On the Edge of Earth: 5000
You are the sole operator assigned to a spaceship carrying out a mission as part of the New Earth Federation Connected Worlds Project. You are assigned to search for viable dead planets and revitalize them for future Federation colonization operations. Unfortunately, you've forgotten a lot from your instruction manuals. But you have a whole spaceship filled with science stuff to play with, so hey, you might as well give it a shot! On the Edge of Earth: 5000 is a sci-fi adventure game by Roope Tamminen of Lakeview Cabin fame.

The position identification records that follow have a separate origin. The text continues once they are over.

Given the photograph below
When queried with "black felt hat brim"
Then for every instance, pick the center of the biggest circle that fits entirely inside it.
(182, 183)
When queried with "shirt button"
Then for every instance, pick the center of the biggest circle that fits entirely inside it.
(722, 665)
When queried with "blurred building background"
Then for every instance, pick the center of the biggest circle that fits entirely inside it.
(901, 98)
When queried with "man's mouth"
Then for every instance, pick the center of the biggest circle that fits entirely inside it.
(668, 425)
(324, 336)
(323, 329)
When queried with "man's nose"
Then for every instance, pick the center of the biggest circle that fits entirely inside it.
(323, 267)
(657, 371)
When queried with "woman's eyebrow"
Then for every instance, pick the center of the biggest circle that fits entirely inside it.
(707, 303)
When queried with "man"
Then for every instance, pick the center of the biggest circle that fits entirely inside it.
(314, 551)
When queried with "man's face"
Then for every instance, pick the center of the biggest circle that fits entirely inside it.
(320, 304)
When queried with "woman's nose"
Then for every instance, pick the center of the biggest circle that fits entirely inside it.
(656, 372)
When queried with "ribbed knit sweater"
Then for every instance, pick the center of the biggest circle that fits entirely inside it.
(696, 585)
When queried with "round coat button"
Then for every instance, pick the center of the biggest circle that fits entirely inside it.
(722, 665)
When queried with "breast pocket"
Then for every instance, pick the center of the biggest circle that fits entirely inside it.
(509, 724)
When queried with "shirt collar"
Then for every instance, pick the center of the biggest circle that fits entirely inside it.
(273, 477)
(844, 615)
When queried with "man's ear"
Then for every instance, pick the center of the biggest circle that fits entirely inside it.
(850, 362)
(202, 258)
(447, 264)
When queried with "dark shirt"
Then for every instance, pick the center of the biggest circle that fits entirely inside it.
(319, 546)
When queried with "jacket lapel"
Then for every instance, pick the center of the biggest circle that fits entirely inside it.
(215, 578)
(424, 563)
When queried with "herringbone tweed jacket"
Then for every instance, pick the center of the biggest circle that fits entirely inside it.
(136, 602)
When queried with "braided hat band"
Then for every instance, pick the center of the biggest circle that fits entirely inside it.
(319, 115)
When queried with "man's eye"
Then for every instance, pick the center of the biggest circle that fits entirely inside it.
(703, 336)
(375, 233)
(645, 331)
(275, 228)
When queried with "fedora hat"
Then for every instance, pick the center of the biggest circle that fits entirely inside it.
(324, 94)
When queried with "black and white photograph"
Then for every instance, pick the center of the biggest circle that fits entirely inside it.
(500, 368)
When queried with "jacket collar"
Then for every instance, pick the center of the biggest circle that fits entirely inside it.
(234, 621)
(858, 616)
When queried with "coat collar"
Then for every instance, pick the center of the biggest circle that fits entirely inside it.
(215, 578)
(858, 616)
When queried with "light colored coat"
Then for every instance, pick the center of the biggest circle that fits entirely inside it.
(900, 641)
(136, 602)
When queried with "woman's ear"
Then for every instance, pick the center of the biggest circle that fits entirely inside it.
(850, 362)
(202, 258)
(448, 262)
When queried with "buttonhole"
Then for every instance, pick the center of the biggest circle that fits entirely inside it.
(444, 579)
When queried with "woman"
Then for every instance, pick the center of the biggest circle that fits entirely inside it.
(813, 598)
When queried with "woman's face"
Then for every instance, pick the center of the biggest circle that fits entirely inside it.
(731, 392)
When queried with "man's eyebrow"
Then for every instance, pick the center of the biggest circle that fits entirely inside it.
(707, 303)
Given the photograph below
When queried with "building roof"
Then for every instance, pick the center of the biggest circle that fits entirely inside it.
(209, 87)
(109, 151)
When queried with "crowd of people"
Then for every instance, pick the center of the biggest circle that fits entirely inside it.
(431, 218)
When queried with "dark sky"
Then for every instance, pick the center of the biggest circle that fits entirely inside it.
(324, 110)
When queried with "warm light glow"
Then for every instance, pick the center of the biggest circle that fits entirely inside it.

It was originally developed for the Ludum Dare 48 game jam under the theme of "Connected Worlds". Use the [arrow] keys to move around the ship, with the down [arrow] used to interact with its machinery. You can also hold down while moving to run, speeding up the process. Figure out how all these machines work together, and you just may make NEF proud after all!
We've seen something of a spate of browser games like Generation Ship and Terra Coda, based around the premise of being dropped into an outer-space setting with a bunch of gadgets, tasking the player with discovering what they can and what they are supposed to do with all of them to make progress. Well, On the Edge of Earth: 5000 is one of the best. It has a sensible and detailed central puzzle to unravel, while at the same time throwing in all sorts of little red herrings and minigames to mess with that, while not impeding the implied narrative, does much to build the character of the setting. It feels a little unhelpful to boil a recommendation down to "if you like this sort of thing, you'll like this sort of thing", but On the Edge of Earth: 5000 is really meant for that group of gamers who don't mind a little tinkering and a little lack of direction in exchange for the chance to explore and play with an unfamiliar locale. (And, let's face it, if that group didn't exist, Myst wouldn't have sold approximately 30 kajillion copies.) This post-comp release has cleared up some of the glitchiness and narrative looseness of the original, so if you played the original and were unimpressed, it might be worth your while to check it out again. Now, if you excuse me, I'm going to go try to beat my ship's Rock-Paper-Scissors machine again. I just know that the 487th time is the charm!